Sorry, You Can't Change Your Vote After It's Cast
Say you cast your vote early. Yay, democracy! Then your candidate drops out of the race. What now?
Sorry, there are no do-overs.
We've had quite a few people ask our Voter Game Plan team whether they could change their vote since their candidate is no longer in the running. Tom Steyer, Amy Klobuchar and Pete Buttigieg announced in recent days they were suspending their presidential campaigns.
The short answer is: no. Once your vote is cast, it's cast. The California Secretary of State confirmed this on Twitter on Monday.
THREAD: Once a vote-by-mail ballot is cast, a voter cannot change their vote or request a new ballot.— CA SOS Vote (@CASOSvote) March 2, 2020
A vote-by-mail ballot is considered cast once it is mailed to or dropped off with an elections official, or dropped off at a polling location or drop box.
But let's say, hypothetically, that you dropped your vote-by-mail ballot in a mailbox yesterday.
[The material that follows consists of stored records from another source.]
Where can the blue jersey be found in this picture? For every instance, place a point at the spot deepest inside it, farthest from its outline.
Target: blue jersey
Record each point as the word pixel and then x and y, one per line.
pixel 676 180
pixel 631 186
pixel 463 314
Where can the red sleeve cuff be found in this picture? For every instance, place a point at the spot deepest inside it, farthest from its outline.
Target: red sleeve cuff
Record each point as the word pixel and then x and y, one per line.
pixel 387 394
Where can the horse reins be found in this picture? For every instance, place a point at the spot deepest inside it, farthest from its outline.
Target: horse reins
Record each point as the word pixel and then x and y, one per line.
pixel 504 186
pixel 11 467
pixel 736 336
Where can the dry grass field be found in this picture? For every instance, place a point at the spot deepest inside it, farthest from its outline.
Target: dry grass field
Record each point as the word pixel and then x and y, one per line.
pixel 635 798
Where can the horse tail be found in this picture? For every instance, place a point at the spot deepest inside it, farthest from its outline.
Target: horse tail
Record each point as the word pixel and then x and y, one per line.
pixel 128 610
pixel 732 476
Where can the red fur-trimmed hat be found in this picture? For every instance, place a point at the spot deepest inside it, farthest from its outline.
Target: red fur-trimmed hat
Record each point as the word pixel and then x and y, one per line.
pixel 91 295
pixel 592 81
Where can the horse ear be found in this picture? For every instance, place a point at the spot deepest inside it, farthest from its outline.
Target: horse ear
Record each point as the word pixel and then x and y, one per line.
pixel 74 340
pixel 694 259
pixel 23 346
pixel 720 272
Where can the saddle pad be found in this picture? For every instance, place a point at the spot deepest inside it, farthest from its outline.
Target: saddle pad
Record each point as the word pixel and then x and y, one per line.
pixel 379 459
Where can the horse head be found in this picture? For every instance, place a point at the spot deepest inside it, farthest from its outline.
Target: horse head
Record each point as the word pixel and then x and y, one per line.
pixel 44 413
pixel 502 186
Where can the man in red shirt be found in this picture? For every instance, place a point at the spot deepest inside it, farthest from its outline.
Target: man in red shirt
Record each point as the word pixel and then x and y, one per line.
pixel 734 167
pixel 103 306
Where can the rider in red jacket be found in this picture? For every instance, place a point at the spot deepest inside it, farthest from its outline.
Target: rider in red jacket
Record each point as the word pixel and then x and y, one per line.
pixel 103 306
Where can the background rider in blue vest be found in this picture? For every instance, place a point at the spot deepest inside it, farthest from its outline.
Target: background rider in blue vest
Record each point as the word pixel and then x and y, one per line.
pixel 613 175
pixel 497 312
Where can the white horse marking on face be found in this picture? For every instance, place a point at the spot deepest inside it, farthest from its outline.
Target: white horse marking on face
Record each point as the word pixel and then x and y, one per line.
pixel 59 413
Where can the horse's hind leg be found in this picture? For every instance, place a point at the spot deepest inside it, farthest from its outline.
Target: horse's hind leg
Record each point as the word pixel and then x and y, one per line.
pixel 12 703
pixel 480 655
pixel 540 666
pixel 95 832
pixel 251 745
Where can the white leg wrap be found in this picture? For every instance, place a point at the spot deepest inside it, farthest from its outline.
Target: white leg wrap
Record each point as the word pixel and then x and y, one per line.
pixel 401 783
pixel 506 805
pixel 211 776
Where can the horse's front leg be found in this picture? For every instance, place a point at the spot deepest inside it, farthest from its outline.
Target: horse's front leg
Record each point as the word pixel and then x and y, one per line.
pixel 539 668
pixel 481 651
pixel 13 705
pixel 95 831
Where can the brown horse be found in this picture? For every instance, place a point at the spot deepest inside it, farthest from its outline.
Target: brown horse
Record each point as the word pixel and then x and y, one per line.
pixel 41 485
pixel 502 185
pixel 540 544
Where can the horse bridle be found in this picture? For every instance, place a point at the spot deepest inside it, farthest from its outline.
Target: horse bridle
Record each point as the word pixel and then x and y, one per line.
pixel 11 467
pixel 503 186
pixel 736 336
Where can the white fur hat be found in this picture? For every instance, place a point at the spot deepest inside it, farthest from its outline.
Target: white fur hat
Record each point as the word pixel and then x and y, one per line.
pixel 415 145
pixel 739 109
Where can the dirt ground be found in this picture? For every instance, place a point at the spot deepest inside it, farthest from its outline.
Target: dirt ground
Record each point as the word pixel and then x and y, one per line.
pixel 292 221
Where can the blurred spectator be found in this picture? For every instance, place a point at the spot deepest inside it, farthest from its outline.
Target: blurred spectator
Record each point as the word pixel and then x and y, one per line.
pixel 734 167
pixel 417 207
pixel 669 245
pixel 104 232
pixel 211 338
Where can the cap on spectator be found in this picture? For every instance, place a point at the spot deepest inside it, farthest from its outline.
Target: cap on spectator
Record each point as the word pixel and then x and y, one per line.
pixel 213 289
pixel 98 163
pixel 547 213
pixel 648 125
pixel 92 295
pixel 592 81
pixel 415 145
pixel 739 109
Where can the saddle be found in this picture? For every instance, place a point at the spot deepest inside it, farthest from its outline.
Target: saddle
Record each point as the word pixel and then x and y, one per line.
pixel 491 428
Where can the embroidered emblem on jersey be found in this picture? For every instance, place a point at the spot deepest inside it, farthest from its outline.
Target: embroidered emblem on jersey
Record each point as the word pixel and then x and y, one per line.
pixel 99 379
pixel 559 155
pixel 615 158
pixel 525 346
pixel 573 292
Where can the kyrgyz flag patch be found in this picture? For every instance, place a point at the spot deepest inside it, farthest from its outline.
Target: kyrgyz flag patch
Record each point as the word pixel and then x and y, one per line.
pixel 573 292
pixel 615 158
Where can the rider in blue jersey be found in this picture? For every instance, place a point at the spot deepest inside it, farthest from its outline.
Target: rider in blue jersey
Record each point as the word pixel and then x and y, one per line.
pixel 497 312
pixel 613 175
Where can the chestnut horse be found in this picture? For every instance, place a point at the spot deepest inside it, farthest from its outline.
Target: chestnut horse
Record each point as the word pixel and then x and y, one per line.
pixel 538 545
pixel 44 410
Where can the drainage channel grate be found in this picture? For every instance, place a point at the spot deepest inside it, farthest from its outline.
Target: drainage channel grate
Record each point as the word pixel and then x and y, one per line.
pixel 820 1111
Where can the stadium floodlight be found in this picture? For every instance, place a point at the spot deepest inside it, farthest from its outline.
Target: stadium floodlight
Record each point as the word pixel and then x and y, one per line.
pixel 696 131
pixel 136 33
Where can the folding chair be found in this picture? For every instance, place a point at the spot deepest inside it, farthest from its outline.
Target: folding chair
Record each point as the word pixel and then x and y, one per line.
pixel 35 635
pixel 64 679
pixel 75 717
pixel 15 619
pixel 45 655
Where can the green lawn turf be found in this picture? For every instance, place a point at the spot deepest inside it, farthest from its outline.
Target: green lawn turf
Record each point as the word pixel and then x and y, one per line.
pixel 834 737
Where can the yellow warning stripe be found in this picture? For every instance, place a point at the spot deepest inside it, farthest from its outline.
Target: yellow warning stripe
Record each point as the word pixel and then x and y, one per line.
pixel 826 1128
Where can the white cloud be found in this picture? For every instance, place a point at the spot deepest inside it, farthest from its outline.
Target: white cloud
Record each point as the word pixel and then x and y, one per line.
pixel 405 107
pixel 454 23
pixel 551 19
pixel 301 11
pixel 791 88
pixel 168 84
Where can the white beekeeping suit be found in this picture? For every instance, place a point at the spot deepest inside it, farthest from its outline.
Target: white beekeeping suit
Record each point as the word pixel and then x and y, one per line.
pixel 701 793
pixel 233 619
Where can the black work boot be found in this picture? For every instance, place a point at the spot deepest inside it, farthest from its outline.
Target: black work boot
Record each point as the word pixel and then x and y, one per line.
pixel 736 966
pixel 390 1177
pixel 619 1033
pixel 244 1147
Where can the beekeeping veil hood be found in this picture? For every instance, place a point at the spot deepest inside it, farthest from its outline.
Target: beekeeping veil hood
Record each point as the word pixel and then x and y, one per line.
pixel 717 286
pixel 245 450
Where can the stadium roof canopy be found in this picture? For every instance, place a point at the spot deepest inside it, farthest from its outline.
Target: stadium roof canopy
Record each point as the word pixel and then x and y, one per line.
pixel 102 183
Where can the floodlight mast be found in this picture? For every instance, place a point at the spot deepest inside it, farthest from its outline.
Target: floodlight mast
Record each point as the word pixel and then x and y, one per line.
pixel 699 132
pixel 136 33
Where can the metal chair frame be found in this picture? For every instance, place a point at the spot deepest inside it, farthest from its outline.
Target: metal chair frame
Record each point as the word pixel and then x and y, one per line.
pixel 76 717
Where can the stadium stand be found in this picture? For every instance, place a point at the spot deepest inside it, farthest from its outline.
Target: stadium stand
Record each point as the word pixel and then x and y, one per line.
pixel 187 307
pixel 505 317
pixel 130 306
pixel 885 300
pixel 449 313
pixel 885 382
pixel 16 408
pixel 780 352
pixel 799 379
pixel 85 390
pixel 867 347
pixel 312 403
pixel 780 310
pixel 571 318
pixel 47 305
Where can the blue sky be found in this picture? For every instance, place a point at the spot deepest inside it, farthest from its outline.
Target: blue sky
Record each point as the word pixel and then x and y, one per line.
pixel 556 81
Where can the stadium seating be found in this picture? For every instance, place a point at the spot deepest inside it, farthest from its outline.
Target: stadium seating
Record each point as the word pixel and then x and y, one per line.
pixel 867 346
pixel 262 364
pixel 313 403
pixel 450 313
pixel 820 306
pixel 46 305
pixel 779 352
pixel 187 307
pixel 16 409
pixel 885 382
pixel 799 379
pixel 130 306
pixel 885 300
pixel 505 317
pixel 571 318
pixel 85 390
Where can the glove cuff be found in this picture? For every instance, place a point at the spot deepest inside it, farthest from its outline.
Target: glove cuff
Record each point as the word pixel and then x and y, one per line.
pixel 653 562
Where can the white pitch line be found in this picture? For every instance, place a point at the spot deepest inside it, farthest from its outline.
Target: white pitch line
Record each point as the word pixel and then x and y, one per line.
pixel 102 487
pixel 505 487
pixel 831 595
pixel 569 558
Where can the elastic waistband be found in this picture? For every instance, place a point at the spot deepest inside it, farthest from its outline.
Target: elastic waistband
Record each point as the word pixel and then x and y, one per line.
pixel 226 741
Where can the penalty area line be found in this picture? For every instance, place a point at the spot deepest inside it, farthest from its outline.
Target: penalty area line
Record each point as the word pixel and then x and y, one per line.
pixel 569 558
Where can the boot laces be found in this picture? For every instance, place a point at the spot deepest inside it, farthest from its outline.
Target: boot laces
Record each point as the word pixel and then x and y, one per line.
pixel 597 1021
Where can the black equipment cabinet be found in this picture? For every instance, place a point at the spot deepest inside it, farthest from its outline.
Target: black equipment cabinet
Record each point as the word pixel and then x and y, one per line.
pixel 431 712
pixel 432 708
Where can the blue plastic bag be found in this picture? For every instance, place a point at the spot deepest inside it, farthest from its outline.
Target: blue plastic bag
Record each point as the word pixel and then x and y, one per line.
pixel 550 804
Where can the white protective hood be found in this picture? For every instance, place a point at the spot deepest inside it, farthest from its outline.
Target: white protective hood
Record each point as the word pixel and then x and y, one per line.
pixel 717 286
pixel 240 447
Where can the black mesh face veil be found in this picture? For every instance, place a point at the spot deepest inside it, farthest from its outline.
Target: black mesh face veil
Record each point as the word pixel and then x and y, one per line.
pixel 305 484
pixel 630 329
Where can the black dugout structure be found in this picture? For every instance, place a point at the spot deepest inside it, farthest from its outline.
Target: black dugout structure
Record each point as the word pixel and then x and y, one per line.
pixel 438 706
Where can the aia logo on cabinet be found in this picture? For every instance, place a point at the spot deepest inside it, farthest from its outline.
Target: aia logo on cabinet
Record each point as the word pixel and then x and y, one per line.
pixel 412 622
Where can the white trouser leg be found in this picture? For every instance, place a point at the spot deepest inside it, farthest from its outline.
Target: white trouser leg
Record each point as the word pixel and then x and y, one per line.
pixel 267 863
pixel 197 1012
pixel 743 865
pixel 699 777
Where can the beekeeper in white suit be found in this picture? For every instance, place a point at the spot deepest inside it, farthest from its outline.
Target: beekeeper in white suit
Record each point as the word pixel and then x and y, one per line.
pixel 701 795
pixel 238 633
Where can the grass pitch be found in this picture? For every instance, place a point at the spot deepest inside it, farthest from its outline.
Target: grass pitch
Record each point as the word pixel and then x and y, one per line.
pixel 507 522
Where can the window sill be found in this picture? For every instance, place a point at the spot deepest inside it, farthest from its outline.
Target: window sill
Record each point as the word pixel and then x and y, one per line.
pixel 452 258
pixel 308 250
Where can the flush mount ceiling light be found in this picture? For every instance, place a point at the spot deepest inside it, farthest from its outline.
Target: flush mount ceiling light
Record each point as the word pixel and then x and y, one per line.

Then you tried to vote in person today. In all likelihood, your vote-by-mail ballot wouldn't have been received yet. What happens then? Can you "beat" your vote-by-mail ballot to the punch?
The first vote received and processed is the one that will count. So if your in-person vote is processed first, that's the vote you'll have. But whenever your vote-by-mail ballot comes in, it'll flag you as having attempted to double-vote, in violation of the oath you signed on your ballot that you've only cast one vote.
The tangible consequences of this aren't entirely clear, but election officials have said definitively: Don't try to double vote.